# Second Great Awakening book recommendations



## PreservedKillick (Jul 22, 2013)

I would like to ask for recommendations for books about the Second Great Awakening. I am currently reading Nathan Hatch's _The Democratization of American Christianity_, which I highly recommend, and was thinking along the lines of a more general overview. Academic studies from a Christian scholar are preferred, but I'm open to suggestions.

Thank you in advance!


----------



## Eoghan (Jul 22, 2013)

If you are referring to Finney I listened to Packer describing him as used of God in the first instance and then desperately trying to find the formula in the second part of his career.
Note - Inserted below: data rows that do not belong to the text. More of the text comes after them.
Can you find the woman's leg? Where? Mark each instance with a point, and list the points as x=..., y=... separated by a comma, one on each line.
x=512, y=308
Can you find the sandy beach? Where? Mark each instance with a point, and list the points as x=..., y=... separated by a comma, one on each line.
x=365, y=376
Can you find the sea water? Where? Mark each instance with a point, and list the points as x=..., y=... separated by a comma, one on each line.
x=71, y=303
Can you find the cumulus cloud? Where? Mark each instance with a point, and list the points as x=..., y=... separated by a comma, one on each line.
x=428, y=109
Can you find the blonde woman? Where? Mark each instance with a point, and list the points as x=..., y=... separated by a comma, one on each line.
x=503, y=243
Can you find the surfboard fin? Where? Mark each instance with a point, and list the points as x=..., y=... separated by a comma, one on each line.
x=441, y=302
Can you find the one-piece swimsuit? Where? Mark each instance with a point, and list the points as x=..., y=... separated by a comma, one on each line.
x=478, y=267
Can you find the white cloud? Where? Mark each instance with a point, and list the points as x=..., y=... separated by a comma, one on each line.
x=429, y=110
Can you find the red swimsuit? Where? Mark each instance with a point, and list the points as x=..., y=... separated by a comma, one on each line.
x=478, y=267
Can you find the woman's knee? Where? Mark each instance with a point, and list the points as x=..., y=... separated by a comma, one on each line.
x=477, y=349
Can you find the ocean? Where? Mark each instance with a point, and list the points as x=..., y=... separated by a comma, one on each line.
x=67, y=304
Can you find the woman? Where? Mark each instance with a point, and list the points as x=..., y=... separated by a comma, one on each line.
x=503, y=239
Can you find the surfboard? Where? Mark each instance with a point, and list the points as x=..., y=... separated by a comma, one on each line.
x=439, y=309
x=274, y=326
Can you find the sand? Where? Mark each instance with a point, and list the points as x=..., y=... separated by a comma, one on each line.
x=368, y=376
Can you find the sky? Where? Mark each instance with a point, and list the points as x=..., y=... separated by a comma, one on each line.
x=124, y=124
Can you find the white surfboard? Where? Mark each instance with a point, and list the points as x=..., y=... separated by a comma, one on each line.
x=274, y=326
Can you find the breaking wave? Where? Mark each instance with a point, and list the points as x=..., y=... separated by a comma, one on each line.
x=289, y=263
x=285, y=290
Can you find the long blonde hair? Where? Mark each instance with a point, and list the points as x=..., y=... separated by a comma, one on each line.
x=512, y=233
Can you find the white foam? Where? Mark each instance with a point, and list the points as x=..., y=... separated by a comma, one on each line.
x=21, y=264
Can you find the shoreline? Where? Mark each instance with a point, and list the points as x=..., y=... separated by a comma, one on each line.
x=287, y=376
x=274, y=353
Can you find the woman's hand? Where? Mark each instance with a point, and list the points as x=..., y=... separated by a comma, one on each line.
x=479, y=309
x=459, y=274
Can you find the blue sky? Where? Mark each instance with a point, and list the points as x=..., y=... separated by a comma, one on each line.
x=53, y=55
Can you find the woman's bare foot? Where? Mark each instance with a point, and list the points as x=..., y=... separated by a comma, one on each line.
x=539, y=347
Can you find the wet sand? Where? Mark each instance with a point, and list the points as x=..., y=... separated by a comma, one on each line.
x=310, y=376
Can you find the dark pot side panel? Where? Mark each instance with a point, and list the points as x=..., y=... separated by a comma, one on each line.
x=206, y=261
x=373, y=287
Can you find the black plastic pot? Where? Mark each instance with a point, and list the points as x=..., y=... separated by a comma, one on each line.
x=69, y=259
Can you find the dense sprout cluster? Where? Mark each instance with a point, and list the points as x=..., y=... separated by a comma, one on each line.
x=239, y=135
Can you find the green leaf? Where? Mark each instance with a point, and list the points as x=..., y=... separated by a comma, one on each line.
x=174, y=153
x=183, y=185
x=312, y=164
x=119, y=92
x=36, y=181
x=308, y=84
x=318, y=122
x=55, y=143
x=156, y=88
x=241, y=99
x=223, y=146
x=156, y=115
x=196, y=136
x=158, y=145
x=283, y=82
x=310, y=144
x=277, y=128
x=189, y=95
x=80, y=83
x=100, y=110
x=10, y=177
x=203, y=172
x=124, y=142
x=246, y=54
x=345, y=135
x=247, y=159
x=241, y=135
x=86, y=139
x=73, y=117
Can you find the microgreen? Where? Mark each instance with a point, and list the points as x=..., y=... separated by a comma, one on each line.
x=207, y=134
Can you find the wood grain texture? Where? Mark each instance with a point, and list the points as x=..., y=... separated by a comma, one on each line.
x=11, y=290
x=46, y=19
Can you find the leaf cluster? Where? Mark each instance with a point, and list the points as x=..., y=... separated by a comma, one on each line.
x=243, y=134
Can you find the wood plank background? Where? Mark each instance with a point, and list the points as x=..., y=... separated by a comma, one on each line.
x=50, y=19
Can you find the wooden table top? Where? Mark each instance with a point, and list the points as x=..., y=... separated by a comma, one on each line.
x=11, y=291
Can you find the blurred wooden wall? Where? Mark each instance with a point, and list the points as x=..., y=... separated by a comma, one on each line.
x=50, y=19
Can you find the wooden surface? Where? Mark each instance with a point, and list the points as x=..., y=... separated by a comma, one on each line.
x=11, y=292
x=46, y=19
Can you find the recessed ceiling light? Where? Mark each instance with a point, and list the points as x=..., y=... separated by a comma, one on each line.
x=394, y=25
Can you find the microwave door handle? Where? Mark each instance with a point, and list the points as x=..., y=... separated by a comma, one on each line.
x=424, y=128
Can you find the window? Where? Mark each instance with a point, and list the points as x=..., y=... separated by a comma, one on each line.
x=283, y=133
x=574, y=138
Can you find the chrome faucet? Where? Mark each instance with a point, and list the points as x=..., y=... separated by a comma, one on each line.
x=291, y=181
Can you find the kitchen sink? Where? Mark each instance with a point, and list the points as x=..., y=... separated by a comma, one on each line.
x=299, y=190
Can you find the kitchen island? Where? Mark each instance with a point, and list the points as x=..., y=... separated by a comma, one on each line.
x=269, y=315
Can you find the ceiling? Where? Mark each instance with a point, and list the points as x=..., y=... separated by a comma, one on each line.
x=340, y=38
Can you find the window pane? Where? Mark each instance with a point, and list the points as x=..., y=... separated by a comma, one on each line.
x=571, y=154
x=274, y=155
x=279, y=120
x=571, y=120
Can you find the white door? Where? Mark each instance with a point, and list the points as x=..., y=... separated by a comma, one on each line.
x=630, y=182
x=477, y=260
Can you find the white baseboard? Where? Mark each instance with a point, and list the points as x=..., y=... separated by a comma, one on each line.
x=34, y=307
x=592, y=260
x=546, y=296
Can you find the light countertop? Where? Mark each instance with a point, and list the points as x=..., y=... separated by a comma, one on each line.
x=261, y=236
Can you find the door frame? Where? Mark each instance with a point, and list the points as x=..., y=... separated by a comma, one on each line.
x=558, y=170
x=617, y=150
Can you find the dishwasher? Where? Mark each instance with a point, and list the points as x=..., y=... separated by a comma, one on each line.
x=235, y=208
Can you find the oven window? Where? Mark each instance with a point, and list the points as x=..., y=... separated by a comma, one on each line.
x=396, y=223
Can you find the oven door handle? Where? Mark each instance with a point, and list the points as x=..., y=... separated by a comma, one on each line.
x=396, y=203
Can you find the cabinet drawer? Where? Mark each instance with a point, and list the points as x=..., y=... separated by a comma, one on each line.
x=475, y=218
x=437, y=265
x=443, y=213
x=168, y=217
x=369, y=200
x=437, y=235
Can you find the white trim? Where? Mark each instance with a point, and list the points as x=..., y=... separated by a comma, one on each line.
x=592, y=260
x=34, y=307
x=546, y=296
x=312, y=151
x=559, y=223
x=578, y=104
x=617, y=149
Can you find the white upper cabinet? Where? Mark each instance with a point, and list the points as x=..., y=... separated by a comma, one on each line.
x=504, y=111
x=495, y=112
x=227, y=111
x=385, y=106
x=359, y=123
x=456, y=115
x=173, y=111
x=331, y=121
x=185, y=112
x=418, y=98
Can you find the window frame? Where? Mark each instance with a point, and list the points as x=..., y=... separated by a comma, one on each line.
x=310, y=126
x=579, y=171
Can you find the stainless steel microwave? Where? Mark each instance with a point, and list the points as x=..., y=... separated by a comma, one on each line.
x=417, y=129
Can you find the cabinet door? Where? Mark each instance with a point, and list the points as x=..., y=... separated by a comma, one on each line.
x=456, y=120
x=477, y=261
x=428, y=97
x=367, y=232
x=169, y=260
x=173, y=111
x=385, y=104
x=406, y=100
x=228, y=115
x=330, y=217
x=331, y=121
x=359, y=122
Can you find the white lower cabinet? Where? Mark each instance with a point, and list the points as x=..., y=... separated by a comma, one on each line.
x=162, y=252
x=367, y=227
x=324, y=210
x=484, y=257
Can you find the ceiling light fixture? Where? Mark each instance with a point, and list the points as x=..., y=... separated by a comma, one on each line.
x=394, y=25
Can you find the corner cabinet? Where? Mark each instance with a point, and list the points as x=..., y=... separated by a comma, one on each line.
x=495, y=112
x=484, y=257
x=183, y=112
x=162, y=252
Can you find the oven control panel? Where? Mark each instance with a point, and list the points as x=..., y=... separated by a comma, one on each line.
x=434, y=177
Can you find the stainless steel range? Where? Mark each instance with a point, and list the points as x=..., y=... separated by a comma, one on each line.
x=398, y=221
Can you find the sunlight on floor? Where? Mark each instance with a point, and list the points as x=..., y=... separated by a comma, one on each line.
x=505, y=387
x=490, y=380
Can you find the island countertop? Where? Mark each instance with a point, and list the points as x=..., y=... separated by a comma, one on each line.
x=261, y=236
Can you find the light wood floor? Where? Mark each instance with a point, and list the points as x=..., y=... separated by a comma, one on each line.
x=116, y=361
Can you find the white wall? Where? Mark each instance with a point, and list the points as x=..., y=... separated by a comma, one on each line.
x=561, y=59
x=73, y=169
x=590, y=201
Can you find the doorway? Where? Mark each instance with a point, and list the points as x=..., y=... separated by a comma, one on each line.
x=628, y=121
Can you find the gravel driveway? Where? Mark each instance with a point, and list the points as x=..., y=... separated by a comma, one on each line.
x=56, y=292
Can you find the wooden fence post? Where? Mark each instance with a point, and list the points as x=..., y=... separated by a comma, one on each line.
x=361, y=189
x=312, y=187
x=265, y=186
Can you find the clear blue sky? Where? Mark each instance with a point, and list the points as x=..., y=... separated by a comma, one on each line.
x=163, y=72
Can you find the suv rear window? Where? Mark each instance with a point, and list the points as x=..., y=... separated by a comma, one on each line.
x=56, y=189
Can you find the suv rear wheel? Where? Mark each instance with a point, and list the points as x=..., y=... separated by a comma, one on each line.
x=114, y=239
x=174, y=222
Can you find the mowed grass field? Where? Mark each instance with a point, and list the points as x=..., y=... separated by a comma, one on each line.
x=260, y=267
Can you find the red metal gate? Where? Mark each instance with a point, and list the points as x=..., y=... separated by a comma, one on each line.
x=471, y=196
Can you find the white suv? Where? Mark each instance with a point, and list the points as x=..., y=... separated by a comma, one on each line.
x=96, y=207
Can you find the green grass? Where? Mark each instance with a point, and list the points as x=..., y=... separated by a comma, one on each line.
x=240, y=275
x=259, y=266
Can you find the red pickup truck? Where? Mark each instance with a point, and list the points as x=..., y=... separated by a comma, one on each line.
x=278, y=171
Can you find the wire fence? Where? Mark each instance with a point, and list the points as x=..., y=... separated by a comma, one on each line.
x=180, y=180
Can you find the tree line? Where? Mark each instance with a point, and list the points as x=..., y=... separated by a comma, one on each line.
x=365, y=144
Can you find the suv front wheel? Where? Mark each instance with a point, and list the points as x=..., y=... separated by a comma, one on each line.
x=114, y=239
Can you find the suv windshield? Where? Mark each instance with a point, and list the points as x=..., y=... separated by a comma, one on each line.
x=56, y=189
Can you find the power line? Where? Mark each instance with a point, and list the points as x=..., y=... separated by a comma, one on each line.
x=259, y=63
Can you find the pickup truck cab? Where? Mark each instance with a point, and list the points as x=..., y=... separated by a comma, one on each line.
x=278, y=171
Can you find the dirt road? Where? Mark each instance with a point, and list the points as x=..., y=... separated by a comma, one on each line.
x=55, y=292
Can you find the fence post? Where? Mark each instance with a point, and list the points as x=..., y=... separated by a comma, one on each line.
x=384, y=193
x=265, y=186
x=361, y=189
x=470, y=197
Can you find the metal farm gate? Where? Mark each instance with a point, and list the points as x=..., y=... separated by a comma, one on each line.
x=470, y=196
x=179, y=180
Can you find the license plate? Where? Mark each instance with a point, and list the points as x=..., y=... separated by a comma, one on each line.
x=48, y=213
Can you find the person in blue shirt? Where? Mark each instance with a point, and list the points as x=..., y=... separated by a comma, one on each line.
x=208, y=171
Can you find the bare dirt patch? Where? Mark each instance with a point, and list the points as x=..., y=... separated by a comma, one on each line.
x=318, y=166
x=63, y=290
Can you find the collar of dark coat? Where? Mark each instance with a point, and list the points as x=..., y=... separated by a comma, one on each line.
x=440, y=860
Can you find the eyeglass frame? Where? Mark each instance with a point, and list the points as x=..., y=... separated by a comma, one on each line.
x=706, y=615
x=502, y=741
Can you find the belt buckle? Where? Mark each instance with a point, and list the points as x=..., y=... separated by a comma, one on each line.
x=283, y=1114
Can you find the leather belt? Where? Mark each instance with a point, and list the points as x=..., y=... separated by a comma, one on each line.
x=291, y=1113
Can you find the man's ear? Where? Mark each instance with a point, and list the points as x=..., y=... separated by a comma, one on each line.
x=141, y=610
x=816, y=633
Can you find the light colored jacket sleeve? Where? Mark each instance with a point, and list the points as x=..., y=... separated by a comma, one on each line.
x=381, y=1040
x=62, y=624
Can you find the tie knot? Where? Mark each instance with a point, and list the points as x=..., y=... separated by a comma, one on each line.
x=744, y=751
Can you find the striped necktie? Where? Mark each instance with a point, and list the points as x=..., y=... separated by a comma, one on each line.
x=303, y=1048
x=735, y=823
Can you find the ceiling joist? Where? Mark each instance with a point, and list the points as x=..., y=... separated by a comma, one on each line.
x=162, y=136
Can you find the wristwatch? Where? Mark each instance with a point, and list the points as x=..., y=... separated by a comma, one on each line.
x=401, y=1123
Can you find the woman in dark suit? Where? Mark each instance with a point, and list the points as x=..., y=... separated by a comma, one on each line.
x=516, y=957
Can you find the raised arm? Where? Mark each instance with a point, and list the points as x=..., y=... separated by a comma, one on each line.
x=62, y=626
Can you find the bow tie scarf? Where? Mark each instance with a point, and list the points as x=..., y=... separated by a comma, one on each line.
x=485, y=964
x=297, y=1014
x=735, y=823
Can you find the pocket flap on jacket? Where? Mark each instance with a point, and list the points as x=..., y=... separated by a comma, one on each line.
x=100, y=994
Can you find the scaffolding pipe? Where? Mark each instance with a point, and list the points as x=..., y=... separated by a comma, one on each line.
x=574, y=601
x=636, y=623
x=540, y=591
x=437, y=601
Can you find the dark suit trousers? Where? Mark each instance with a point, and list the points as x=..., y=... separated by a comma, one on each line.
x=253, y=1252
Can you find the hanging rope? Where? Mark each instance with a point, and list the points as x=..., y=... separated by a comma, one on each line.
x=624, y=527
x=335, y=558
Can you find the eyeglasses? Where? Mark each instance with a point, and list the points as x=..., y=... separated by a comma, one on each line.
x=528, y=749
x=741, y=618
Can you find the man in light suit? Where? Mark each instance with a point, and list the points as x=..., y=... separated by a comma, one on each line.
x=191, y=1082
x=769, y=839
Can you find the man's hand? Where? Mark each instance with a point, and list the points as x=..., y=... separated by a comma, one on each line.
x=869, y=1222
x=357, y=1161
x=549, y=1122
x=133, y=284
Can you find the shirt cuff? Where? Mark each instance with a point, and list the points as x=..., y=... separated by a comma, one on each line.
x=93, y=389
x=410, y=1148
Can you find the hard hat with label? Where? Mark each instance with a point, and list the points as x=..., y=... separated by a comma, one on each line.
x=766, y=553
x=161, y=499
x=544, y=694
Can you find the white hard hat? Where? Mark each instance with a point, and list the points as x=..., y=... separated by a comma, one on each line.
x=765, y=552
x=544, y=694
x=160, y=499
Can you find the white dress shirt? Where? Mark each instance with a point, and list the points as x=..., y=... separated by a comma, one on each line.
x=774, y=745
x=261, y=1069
Apparently at one point Finney came to the conclusion that his ministry was not blessed because he did not emphasise vegetarianism enough.


----------



## Eoghan (Jul 22, 2013)

He was wrong by the way, re: vegetarianism, before someone asks!


----------



## CharlieJ (Jul 22, 2013)

Here are some general books to be aware of:

America's God by Mark Noll - tracing the changing shape of religion from the colonial period to the Civil War

The Churching of America, 1776-2005 by Finke and Stark - a more general overview, but very helpful to get the quantitative and sociological parts down

Revival and Revivalism by Iain Murray - pretty heavily biased toward Calvinism; argues that "revival" changed meaning between 1st and 2nd Awakenings


----------



## Shawn Mathis (Jul 23, 2013)

Do any of these interact with Finney's views and/or his impact?


----------



## CharlieJ (Jul 23, 2013)

Yes. All 3 do to different extents. The Murray book gives the most concentrated focus, and is pretty much a book arguing how awful Finney was. The first two books I listed are much more important, though, for someone who is new to serious study of American history.


----------



## PreservedKillick (Jul 23, 2013)

Mr. Johnson,

Thank you for your recommendations. I have been wanting to read the Noll book for some time, and will probably acquire it this week. I wasn't aware of the other two. Just to clarify, I'm not new to the study of American history, just to this topic apart from its social, cultural, and political impacts, which I've read about as it comes up in books on other topics. I have a couple of monographs and essays on specific aspects of the Second Great Awakening as well, but was looking for the best general overview--and your suggestions look great.

Eoghan,

I have read about Finney, and he certainly wasn't even the craziest of those who applied his philosophy of perfectionism to various reform schemes. Sylvester Graham was another minister/reformer of the period who did push vegetarianism to the point of inventing the flour for the Graham cracker, which you were supposed to eat instead of meat.


----------



## CuriousNdenver (Jul 23, 2013)

CharlieJ said:


> America's God by Mark Noll - tracing the changing shape of religion from the colonial period to the Civil War



Have you read the Mark Noll book, Charlie? I am also interested in a broad overview of this, as well as the history of American Christianity in general.


----------



## CharlieJ (Jul 23, 2013)

Yes, here is a short review I wrote: Review – America’s God by Mark Noll | Sacra Pagina


----------



## Shawn Mathis (Jul 23, 2013)

Well, you've convinced me to put the Noll book on my reading-list. Hatch's book looks good as well.


----------